The summer sees an abundance of Virgen del Carmen seafarer´s processions in many of the coastal communities. It is also the season of cultural festivals such as those of San Javier, La Unión, Los Alcázares, Lorca, and the Wine Harvest Festival in Jumilla.
In autumn Murcia prepares for the September Fair, with the Moors and Christians parades, and the Mediterranean Folklore Festival. Concurrently, legions of Romans and Carthaginians face each other on the streets of Cartagena, recalling ancient historical times. Over 10 days, key moments in the history of Spain are staged in outdoor performances: a motion picture production of the city´s refounding; the wedding of Hannibal and Princess Himilce amid mystical dances and divine invocations; the power of Rome represented by the seaborne arrival of its Legions and Circus, a live performance with four-in-hand races; Hannibal´s departure to Italy with his grand army; and the final battle staged outdoors at twilight.
September is also the month of the religious pilgrimages called Romerías, featuring Virgen de la Fuensanta, the patron of Murcia, and Virgen de la Esperanza in Calasparra.

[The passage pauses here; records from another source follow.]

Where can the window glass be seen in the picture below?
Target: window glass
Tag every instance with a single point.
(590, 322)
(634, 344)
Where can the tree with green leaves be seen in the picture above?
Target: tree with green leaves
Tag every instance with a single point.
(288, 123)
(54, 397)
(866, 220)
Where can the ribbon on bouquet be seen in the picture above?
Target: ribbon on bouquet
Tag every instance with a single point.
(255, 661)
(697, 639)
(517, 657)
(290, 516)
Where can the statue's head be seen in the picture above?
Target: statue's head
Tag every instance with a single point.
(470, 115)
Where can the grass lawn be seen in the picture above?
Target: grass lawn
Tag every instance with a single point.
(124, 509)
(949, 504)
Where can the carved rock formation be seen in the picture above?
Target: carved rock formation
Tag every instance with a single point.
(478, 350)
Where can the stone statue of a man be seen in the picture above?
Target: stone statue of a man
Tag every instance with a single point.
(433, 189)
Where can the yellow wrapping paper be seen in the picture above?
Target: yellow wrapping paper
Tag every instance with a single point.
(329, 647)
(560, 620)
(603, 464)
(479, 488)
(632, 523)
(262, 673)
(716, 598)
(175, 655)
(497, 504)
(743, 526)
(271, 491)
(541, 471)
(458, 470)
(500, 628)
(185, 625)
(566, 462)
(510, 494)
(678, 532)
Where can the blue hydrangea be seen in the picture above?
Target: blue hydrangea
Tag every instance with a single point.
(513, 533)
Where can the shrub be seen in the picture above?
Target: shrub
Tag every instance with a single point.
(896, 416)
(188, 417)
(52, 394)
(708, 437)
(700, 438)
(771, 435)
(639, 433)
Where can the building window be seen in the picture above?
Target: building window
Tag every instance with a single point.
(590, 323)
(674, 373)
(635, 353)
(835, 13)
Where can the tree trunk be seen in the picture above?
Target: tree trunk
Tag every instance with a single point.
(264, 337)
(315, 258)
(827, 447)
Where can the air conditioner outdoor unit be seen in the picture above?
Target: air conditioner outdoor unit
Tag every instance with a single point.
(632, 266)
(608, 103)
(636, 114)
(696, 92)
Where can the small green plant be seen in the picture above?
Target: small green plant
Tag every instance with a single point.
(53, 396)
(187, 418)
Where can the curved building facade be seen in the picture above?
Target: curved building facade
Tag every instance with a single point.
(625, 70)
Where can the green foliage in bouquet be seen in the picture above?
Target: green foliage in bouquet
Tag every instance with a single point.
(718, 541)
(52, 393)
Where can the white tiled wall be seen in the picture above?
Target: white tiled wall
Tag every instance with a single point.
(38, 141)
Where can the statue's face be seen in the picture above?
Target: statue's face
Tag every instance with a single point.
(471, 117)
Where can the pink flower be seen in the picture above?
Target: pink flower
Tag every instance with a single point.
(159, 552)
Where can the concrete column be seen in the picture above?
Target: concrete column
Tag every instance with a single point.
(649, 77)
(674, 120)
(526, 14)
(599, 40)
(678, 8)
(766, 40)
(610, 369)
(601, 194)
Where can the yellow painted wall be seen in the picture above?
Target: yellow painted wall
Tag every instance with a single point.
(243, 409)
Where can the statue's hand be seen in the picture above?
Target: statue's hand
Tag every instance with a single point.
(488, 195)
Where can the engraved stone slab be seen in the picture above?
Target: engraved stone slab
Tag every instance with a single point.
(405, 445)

At the end of fall, the prominence of the festivals moves to the north of the region, with the Fiestas de la Purísima in Yecla, amid the thunder of the harquebuses. The Cuadrillas de Ánimas (troupes) and the Campanas de Auroras ("Dawn Bells" music group) announce the beginning of Christmas by singing their carols along orchard roads. Also famous in the Region during these dates are the nativity scene contests, and the big parades on Epiphany Day.